-
Notifications
You must be signed in to change notification settings - Fork 28
Description
Problem Description
Hi, I am trying to run my workload using Megatron-DeepSpeed:
Here is how I launched my run with omnitrace:
torchrun --nnodes 1 --nproc_per_node ${NUM_GPUS} -m omnitrace ../pretrain_gpt_deepspeed.py \
${megatron_options} \
${data_options} \
${deepspeed_options} \
--master-addr=$MASTER_ADDR \
--zero-stage 1 \
2>&1 | tee n${NUM_GPUS}-Small-XMoE-batch${BATCH_SIZE}.log
However, it says the following error:
Tool lib "/home1/zixianw4/omnitrace/lib/python/site-packages/omnitrace/../../../libomnitrace.so" failed to load. Tool lib "/home1/zixianw4/omnitrace/lib/python/site-packages/omnitrace/../../../libomnitrace.so" failed to load. Tool lib "/home1/zixianw4/omnitrace/lib/python/site-packages/omnitrace/../../../libomnitrace.so" failed to load. Tool lib "/home1/zixianw4/omnitrace/lib/python/site-packages/omnitrace/../../../libomnitrace.so" failed to load. Tool lib "/home1/zixianw4/omnitrace/lib/python/site-packages/omnitrace/../../../libomnitrace.so" failed to load. Tool lib "/home1/zixianw4/omnitrace/lib/python/site-packages/omnitrace/../../../libomnitrace.so" failed to load. Tool lib "/home1/zixianw4/omnitrace/lib/python/site-packages/omnitrace/../../../libomnitrace.so" failed to load. Tool lib "/home1/zixianw4/omnitrace/lib/python/site-packages/omnitrace/../../../libomnitrace.so" failed to load.

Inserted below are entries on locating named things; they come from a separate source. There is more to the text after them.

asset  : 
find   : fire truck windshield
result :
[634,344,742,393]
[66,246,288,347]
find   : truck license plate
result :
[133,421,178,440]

Because I am using amd's hpcfund, I don't have access to write /opt, so I mkdir omnitrace and save everything in my home.
Here is how I download omnitrace:
I tried downloading omnitrace from source here: https://github.com/ROCm/omnitrace/releases/tag/rocm-6.2.4.
I found that hpcfund is using rocm 6.4, rocky linux 9.1. However, the closes release I found is "omnitrace-1.11.2-rhel-9.2-ROCm-60000-PAPI-OMPT-Python3.sh". So I used it instead. I also tried rhel9.1, but it failed either.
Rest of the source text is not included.